Márquez went on to write other brilliant novels, including Love in the Time of Cholera (1985), The General in His Labyrinth (1989), Of Love and Other Demons (1994), and Memories of My Melancholy Whores (2004); two collections of stories, The Incredible and Sad Tale of Innocent Eréndira and Her Heartless Grandmother (1972) and Strange Pilgrims (1992); the journalistic works Clandestine in Chile: The Adventures of Miguel Littin (1986) and News of a Kidnapping (1996); and a volume of memoirs, Living to Tell the Tale (2002). He was perhaps the most admired and widely translated writer of his generation, with over 40 million books sold in 36 languages.
In 1999, Gabriel García Márquez was diagnosed with lymphatic cancer, which brought his life to an end today, Thursday, April 17, 2014.

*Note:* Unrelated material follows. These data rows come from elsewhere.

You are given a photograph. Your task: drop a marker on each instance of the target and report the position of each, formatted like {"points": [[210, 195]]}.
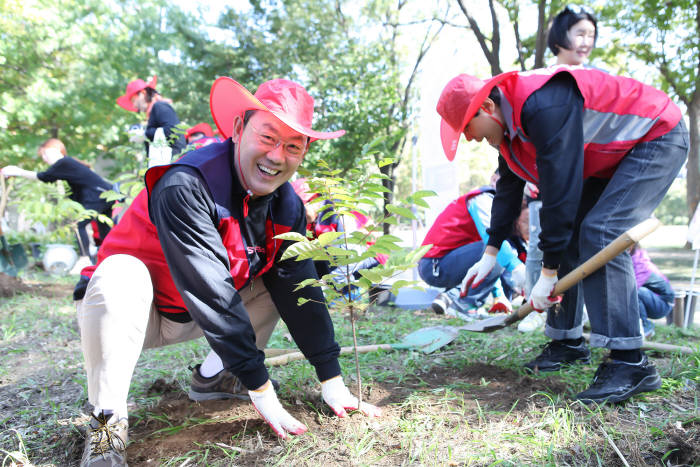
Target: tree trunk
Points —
{"points": [[541, 38], [693, 165], [388, 197]]}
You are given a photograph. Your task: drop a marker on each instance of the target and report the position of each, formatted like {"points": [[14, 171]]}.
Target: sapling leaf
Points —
{"points": [[328, 238], [401, 211], [305, 283]]}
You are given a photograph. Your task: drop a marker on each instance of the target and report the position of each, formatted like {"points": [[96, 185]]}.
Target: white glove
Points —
{"points": [[541, 295], [478, 272], [137, 134], [12, 171], [268, 406], [338, 397], [531, 190], [518, 275]]}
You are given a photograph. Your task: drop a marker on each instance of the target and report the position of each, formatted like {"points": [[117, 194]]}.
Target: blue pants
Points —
{"points": [[449, 271], [607, 209], [652, 305]]}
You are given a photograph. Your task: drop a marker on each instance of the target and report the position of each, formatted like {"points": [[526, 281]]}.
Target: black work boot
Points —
{"points": [[616, 381], [105, 445], [557, 353]]}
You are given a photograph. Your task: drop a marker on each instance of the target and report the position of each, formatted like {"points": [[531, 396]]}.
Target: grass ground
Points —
{"points": [[469, 403]]}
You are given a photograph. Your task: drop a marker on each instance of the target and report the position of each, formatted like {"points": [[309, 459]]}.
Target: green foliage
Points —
{"points": [[356, 195], [48, 204]]}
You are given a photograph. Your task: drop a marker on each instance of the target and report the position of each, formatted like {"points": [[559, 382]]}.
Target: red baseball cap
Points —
{"points": [[285, 99], [132, 88], [203, 127], [458, 103]]}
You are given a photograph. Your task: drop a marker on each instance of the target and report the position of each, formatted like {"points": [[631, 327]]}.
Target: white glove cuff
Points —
{"points": [[267, 394], [333, 387]]}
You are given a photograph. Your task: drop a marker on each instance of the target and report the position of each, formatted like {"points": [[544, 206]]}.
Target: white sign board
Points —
{"points": [[694, 230]]}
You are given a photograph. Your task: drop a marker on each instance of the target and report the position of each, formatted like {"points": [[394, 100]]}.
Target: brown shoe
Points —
{"points": [[105, 444]]}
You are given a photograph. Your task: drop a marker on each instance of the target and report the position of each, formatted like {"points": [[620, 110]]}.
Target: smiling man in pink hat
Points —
{"points": [[141, 96], [196, 254], [603, 150]]}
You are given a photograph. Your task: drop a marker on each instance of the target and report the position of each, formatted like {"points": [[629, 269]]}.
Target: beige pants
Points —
{"points": [[117, 319]]}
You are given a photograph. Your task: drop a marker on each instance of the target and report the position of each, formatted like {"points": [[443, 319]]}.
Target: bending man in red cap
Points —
{"points": [[141, 96], [604, 150], [200, 135], [196, 254]]}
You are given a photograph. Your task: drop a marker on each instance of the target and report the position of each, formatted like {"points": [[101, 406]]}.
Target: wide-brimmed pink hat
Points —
{"points": [[132, 88], [203, 128], [285, 99], [458, 103]]}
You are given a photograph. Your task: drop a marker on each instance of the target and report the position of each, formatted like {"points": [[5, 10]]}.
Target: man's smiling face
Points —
{"points": [[260, 165]]}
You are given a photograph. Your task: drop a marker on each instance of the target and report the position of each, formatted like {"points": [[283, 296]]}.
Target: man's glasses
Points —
{"points": [[579, 9], [271, 142]]}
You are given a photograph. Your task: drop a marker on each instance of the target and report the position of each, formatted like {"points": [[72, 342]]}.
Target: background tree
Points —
{"points": [[666, 35]]}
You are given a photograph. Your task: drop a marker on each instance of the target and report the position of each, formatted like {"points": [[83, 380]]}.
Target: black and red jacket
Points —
{"points": [[203, 238]]}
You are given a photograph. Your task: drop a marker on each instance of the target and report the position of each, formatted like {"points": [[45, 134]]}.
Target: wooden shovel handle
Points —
{"points": [[283, 359], [595, 262]]}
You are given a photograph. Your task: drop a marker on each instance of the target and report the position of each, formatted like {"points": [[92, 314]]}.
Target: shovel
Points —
{"points": [[620, 244]]}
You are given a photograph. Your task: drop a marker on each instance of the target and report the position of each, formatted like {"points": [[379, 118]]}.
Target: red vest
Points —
{"points": [[618, 113], [454, 227], [136, 235]]}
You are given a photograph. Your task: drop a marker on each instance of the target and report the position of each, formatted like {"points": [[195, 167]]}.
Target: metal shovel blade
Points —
{"points": [[429, 339]]}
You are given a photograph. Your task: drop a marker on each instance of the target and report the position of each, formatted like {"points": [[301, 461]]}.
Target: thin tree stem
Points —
{"points": [[357, 358]]}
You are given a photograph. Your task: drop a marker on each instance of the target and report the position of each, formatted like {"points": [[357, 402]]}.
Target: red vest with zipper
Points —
{"points": [[453, 227], [618, 113], [136, 235]]}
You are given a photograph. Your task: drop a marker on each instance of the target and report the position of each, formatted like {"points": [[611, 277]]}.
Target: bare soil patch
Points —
{"points": [[11, 286], [177, 425]]}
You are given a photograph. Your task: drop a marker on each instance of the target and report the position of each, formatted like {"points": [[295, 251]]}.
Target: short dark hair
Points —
{"points": [[495, 96], [563, 22]]}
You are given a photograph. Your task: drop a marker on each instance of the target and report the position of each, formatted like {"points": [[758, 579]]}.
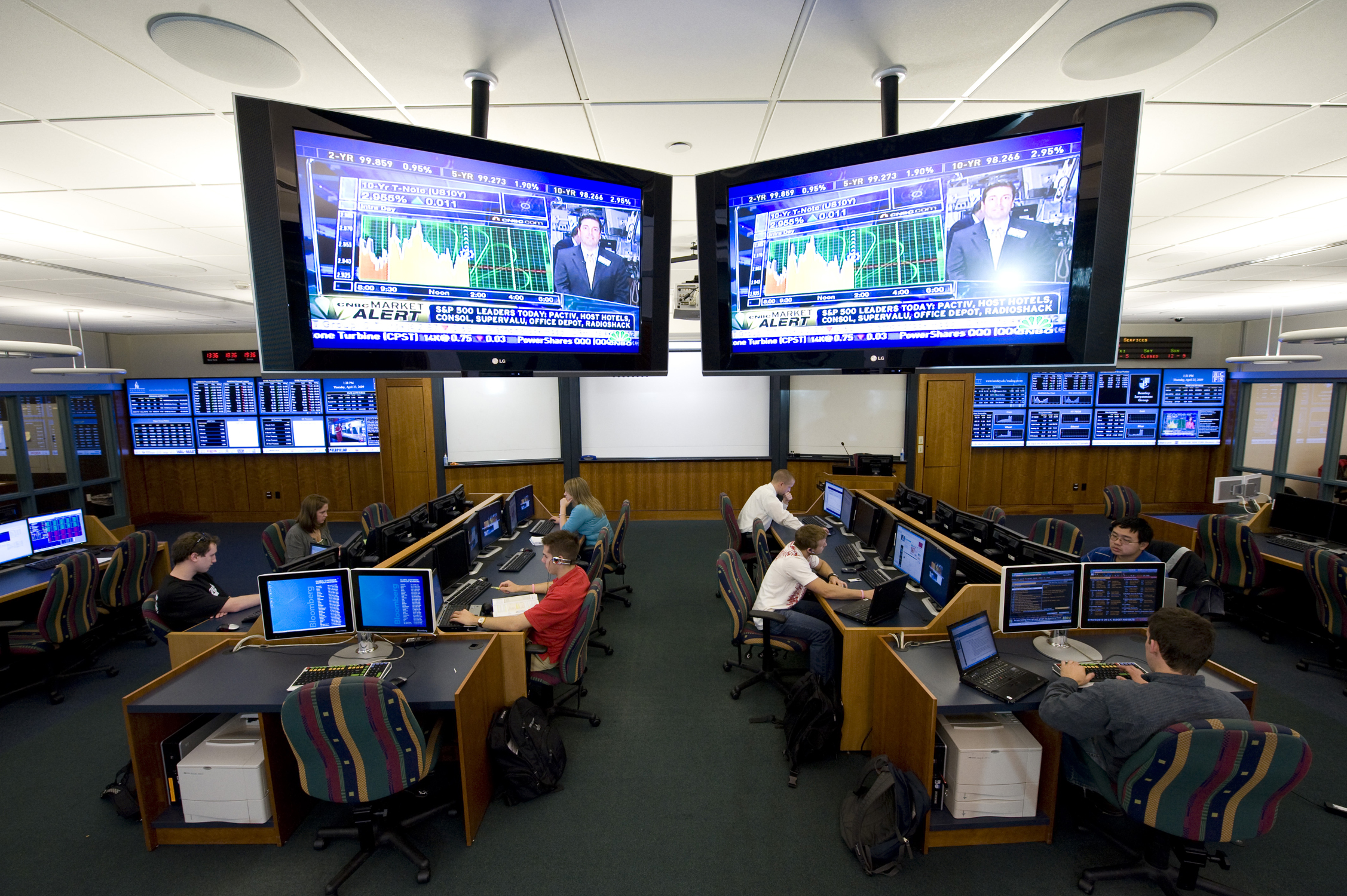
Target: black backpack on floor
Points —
{"points": [[883, 814], [527, 754]]}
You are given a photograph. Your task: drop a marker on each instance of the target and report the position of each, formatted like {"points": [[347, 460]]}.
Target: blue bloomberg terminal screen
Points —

On a personal note, let me say that I’ll never forget reading One Hundred Years of Solitude in 1974, in a damp, dark basement apartment near the University of British Columbia campus, where I was studying Creative Writing. (This was in the early days of MFAs: there were a total of 19 students in the entire program.) I read it obsessively in a little over a day and half, and the last 50 or 60 pages struck me like some kind of whirlwind. As I read the last few pages I could barely breathe, the small hairs on my arms seemed to prickle and lift as they do when charged with static electricity, and my whole body felt flooded with strange light. I read the book again almost immediately, but the second time through I was actually leery of reading the ending. It took me 10 years to work up to rereading the whole book. I should add that I had a similarly intense reaction to Chronicle of a Death Foretold, which for my money is Márquez’s greatest, certainly his most perfect, novel—a densely realized spur to catharsis on the order of Sophocles’ Oedipus Rex.
There are a few Márquez books I haven’t read yet, which places me in a dilemma. Do I “finish” Márquez, or do I reserve some of his work to read down the road?